In casu, provou-se atenta a prova testemunhal produzida e em especial a testemunha D, que a infiltração de água na placa e consequentemente, os danos nas fracções do 3º e do 2º andar, tiveram origem na fracção do Demandado, situada no 4º andar.
Provados assim todos os demais requisitos da responsabilidade civil extracontratual por factos ilícitos: o facto, a ilicitude e o nexo de causalidade entre o facto e o dano, caberia ao Demandado ilidir a presunção «juris tantum», de culpa, o que não fez.
Fora, pois, de dúvida a obrigação de indemnizar que impende sobre o Demandado, já que preenchidos todos os pressupostos da responsabilidade civil extracontratual.
Dos danos:
São peticionados danos patrimoniais no montante global de € 680,00.
O princípio fundamental que tutela esta matéria é o da reposição da coisa no estado anterior à lesão, por ser a forma mais genuína de reparação, excepto se a restauração não for exequível ou se revelar excessivamente onerosa para o devedor.
No cumprimento do disposto no artigo 562º do Código Civil, será obrigação dos responsáveis indemnizar pelos prejuízos sofridos, de forma a reconstituir-se-lhes a situação que existiria se não tivesse ocorrido o evento danoso.
Nesta matéria, não obstante a Demandante ter alegado danos na placa, parte comum do edifício, o certo é que, apenas veio peticionar danos nas fracções do 2º e 3º andares, bens da exclusiva propriedade dos respectivos condóminos.
Para tal alega ter mandado proceder à reparação dos danos e ter pago o preço de € 680,00, mas nem a reparação nem o pagamento resultaram provados, ou seja, todas as testemunhas apresentadas confirmaram não terem sido os danos ainda reparados e, consequentemente, também não terem sido pagos.

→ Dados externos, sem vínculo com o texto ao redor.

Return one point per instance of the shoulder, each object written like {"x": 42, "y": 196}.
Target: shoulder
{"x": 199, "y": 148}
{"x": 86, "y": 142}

Tendo alegado o pagamento dos danos aos efectivamente lesados – os condóminos do 2º e 3º andares, fundamenta o seu direito na sub-rogação pelo credor previsto no artº 589º do Cód. e segts do Cód.Civil e assegura sua legitimidade para interpor a presente acção, uma vez que, a sua qualidade de administradora não lhe permitiria tal intervenção – artº 1437º do citado código, pois tratando-se de danos em bens próprios e não tendo tido a causa dos danos origem num bem comum (a placa ficou encharcada pela infiltração de água proveniente no 4º andar), nem autorizada pela assembleia o poderia fazer, pois trata-se de matérias que estão de fora da sua competência, sendo pois aos respectivos condóminos que incumbe fazer valer tal pretensão.
Questão diferente é a prova dos factos constitutivos do direito alegado – ter a reparação sido efectuada a seu mando e o respectivo pagamento, já que o ónus da prova, nesta matéria a si lhe cabia – nº 1 do artº 342º do Cód. Civil. Contudo não o fez. Provou-se apenas que os danos nas duas fracções importaram o montante de € 680,00, atento os orçamentos juntos a fls. 8 e 9 e comprovados pela testemunha D e ainda que a reparação não chegou a ser feita.
Tal realidade, por si só inviabiliza a pretensão da Demandante, não se estando numa questão de ilegitimidade, mas sim de improcedência da mesma.
DECISÃO:
Pelo exposto e nos termos dos fundamentos de Direito invocados, julgo a acção improcedente e, em consequência, absolve-se o Demandado do peticionado.
Declaro parte vencida a Demandante, em conformidade com os Artigos 8º e 9º da Portaria n.º 1456/2001 de 28 de Dezembro.
Registe e notifique.
Da antecedente sentença foi o Demandado pessoalmente notificado.
Para constar se lavrou a presente acta que vais ser assinada.
Porto, 04 de Junho de 2009

A Juíza de Paz
(Cristina Barbosa)
A Técnica do Apoio Administrativo
(Liliana Moreira)
Processado por computador Art.º 138º/5 do C.P.C.